Die Leichtigkeit, die sein Spiel auszuzeichnen scheint, wenn es gelingt –
und es gelingt oft – hat ihm sein Vater Stefan Huschenbeth, Fotograf und
Grafiker, vielleicht nicht vererbt, aber besser noch: Der wahrhaft Kreative
lebt sie ihm vor.
Dass aus Leichtigkeit nicht Leichtsinn wird und die Zielentwürfe auf dem
Schachbrett die konkreten Stellungen nicht überfliegen, ist sicher das
Verdienst von Niclas’ Trainer Wolfgang Pajeken, der jedem Lob mit der
stereotypen Aufforderung, „den Ball flach zu halten“, begegnet. Vor fast
zehn Jahren hat er als damaliger Hamburger Stützpunkttrainer Niclas
Huschenbeth entdeckt, und schon nach einem Monat hatte er erkannt, dass ihm
der SKJE einen geschickt hatte, der mehr Futter brauchte, als ihm in einem
allgemeinen Kadertraining aufzutischen war. Also rief er die Eltern an, und
das war der Beginn einer wunderbaren Freundschaft, die bis heute besteht.

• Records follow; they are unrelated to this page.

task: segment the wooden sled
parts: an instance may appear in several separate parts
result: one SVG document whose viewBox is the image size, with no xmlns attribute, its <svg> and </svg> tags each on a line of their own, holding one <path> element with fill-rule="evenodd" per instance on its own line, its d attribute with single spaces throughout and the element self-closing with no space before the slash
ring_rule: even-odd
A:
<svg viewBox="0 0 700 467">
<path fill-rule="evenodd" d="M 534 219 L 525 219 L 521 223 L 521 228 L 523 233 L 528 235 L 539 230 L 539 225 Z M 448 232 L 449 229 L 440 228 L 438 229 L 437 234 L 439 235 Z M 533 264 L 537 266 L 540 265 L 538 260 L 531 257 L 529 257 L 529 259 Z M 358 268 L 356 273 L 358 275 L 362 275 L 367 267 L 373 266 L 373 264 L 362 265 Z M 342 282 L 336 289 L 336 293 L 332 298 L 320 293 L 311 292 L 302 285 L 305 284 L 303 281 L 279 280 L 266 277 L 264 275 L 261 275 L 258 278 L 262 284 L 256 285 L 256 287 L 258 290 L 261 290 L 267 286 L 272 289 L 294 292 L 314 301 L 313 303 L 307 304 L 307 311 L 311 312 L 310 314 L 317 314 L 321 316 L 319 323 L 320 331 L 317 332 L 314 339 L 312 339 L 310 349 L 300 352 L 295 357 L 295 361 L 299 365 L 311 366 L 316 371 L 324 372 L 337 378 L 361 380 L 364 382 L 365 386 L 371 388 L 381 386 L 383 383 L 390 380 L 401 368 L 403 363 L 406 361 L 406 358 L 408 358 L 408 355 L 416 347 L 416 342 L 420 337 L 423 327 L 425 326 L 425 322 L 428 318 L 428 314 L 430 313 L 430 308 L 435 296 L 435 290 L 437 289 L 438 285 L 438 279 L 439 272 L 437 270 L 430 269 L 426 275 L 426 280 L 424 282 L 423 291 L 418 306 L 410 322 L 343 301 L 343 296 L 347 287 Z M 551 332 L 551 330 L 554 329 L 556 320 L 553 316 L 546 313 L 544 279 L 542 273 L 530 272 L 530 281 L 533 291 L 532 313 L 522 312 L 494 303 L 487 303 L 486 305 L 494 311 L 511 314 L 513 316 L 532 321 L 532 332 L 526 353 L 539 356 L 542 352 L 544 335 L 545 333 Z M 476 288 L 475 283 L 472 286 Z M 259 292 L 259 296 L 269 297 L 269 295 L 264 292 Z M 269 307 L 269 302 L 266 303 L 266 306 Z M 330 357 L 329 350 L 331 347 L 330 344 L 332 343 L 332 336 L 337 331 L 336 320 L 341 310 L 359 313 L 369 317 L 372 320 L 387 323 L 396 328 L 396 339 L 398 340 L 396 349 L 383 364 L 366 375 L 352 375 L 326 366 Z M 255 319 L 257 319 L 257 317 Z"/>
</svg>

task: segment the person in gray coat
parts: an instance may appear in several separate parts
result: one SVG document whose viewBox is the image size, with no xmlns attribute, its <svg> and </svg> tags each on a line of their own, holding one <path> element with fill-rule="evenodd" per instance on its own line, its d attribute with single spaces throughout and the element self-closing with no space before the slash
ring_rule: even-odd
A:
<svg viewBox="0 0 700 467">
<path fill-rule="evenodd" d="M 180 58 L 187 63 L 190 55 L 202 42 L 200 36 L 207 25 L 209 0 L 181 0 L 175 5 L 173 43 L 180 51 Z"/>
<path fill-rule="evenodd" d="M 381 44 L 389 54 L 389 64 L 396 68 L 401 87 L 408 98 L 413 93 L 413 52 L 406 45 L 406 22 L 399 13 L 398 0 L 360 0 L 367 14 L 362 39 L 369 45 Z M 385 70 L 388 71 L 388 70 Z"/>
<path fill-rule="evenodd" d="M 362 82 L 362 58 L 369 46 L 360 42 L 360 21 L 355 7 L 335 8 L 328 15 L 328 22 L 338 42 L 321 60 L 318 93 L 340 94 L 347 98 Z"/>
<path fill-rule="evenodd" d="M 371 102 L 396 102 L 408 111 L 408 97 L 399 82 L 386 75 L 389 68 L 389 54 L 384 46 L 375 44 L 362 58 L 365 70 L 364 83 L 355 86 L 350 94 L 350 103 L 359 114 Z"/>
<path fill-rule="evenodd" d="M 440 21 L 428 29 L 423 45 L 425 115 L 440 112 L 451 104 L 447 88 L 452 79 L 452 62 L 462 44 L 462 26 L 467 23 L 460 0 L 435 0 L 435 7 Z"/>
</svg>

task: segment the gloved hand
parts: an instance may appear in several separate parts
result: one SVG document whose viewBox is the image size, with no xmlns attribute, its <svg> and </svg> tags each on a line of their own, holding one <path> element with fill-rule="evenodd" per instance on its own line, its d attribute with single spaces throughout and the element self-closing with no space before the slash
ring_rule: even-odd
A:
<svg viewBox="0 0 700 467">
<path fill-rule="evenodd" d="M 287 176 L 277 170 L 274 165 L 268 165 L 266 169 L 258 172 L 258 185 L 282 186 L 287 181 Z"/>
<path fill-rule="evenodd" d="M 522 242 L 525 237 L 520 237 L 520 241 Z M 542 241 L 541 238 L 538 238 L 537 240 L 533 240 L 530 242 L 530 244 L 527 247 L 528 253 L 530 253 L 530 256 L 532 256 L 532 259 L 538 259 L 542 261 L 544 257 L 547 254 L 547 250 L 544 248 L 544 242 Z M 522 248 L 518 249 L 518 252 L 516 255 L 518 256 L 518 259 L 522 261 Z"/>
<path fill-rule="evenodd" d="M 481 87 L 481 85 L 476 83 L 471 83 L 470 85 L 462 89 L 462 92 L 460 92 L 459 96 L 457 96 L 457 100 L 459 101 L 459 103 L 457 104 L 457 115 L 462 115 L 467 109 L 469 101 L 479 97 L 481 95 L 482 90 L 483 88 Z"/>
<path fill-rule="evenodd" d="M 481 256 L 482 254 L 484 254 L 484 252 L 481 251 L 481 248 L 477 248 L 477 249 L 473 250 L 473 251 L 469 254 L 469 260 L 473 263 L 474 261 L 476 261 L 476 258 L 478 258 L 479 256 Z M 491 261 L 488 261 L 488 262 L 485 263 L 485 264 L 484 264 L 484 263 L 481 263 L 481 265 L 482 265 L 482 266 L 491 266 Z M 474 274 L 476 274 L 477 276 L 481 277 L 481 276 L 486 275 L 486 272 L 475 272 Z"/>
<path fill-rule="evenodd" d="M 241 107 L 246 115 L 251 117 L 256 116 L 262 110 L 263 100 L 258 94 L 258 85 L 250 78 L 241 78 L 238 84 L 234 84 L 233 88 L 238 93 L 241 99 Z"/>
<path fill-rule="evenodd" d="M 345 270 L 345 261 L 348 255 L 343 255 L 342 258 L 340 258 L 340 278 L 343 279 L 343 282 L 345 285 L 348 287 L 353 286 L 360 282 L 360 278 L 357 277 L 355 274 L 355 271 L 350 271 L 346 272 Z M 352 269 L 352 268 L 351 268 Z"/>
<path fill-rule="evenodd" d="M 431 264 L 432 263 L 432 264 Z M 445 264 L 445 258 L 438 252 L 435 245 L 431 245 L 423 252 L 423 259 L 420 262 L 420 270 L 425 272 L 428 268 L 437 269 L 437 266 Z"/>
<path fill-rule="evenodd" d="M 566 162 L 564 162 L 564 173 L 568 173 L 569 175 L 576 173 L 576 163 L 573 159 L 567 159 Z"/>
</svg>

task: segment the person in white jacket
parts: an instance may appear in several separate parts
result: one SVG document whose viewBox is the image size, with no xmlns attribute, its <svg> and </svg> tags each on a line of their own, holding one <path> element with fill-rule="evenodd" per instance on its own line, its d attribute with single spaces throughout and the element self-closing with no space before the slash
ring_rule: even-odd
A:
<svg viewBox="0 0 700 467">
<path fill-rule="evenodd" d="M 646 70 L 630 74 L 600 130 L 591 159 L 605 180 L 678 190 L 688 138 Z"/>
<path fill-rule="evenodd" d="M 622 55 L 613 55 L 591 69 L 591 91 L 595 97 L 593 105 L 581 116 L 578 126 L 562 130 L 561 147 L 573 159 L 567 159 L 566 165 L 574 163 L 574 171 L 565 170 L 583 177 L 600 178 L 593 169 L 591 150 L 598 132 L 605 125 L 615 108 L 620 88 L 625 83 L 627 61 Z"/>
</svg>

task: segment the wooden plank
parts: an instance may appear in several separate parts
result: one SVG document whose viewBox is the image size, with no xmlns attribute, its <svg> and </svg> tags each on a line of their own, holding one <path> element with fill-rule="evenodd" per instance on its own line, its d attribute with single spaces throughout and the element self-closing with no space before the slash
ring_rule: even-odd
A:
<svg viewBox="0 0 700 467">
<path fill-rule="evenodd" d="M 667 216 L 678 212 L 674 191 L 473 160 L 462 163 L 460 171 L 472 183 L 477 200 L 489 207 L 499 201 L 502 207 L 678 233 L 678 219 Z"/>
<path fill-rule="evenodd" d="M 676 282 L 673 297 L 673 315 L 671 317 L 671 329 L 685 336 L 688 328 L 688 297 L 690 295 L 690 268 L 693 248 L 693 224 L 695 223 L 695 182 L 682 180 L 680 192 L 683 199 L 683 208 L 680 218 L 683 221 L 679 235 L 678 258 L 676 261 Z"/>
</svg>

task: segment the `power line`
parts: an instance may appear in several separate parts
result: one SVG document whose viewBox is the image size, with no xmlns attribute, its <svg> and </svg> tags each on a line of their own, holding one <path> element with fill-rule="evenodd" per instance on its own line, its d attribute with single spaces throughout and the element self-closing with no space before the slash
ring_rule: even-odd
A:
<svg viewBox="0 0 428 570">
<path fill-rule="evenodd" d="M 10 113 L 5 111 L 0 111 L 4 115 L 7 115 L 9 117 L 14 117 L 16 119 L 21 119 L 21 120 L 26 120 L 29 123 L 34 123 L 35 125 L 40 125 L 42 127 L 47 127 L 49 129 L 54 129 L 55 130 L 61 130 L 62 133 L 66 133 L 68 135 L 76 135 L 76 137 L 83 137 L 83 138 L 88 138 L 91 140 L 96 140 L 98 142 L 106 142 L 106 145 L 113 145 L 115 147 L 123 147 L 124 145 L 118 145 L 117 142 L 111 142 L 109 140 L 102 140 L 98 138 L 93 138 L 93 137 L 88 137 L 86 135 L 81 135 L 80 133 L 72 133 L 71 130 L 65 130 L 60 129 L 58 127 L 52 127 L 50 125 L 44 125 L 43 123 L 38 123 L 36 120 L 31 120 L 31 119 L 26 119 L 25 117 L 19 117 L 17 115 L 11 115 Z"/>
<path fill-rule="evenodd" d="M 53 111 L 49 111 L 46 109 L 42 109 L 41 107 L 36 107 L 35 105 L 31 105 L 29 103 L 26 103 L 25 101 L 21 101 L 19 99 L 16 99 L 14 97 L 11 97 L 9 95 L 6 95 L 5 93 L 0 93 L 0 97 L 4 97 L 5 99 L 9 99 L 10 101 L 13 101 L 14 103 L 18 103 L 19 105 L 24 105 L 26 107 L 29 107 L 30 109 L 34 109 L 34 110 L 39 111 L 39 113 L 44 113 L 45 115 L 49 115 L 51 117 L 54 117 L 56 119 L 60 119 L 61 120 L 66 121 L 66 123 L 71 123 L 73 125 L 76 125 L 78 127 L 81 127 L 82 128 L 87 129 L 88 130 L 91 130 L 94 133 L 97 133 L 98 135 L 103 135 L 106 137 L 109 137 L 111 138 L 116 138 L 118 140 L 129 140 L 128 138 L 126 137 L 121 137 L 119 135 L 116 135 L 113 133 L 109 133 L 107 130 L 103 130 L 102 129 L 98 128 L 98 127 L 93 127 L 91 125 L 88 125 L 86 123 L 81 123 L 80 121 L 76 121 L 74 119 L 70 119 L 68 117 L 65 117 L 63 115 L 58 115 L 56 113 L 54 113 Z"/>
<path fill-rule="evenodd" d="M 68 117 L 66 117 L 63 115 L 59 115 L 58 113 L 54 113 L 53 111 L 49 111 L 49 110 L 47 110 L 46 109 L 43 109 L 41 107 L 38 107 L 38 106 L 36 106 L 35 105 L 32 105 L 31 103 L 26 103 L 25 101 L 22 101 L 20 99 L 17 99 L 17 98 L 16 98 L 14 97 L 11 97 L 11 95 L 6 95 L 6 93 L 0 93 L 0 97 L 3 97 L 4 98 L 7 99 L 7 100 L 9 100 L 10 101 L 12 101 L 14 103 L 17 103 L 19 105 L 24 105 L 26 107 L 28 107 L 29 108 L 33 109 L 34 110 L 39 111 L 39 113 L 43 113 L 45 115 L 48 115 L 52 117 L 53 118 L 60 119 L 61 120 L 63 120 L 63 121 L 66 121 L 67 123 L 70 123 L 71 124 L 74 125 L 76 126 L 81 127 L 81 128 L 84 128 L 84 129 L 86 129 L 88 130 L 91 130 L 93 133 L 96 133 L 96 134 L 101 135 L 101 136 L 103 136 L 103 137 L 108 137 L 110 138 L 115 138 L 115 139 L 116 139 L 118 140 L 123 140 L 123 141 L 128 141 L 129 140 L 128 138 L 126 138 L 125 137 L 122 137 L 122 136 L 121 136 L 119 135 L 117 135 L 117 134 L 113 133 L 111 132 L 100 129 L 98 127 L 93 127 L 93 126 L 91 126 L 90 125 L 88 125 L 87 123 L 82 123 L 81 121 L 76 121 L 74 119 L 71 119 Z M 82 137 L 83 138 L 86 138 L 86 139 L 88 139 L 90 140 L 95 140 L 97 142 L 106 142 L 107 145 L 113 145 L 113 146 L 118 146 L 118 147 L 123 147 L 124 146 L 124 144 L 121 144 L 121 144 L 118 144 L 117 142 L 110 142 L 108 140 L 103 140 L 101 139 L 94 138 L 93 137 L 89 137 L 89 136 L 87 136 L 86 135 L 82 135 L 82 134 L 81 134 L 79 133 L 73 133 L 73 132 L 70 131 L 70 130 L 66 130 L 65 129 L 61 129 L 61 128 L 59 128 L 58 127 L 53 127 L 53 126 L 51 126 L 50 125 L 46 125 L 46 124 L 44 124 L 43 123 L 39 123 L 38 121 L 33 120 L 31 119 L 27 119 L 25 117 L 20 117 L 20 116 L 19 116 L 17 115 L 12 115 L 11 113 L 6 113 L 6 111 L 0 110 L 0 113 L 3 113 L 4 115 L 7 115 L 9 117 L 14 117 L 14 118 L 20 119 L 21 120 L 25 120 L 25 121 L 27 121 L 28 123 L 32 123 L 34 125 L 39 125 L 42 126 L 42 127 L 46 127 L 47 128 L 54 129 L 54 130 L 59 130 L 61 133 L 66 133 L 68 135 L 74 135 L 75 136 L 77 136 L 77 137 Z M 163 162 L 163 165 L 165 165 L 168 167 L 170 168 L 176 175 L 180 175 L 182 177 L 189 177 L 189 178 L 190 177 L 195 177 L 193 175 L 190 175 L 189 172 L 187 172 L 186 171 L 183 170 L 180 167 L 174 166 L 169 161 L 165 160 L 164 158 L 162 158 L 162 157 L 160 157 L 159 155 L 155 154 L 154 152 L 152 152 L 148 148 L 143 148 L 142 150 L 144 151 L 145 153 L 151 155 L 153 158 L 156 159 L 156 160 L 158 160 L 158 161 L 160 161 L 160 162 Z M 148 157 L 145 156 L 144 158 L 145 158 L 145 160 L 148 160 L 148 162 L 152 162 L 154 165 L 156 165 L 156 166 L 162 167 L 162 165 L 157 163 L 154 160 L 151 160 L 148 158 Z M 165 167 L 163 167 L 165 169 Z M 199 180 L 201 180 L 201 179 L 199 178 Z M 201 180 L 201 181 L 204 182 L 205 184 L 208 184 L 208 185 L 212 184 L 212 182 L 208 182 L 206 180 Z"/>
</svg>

Wolfgang Pajeken hat seinen Schützling mit harten Vergleichskämpfen gegen
immer stärkere Gegner aufgebaut und mit seinen „Powerchess-Trainings zur
Stärkung der Berechnungskraft im Schach“ für die notwendige Härte bei der
exakten Berechnung langer und verzweigter Zugfolgen gesorgt; als Chef-Coach
berät er Niclas bis heute bei der Gestaltung seines Turnierprogramms, auch
wenn Niclas inzwischen bei besonderen Anlässen auch Anregungen von anderen
Trainern, wie z. B. Großmeister Karsten Müller, aufgegriffen hat.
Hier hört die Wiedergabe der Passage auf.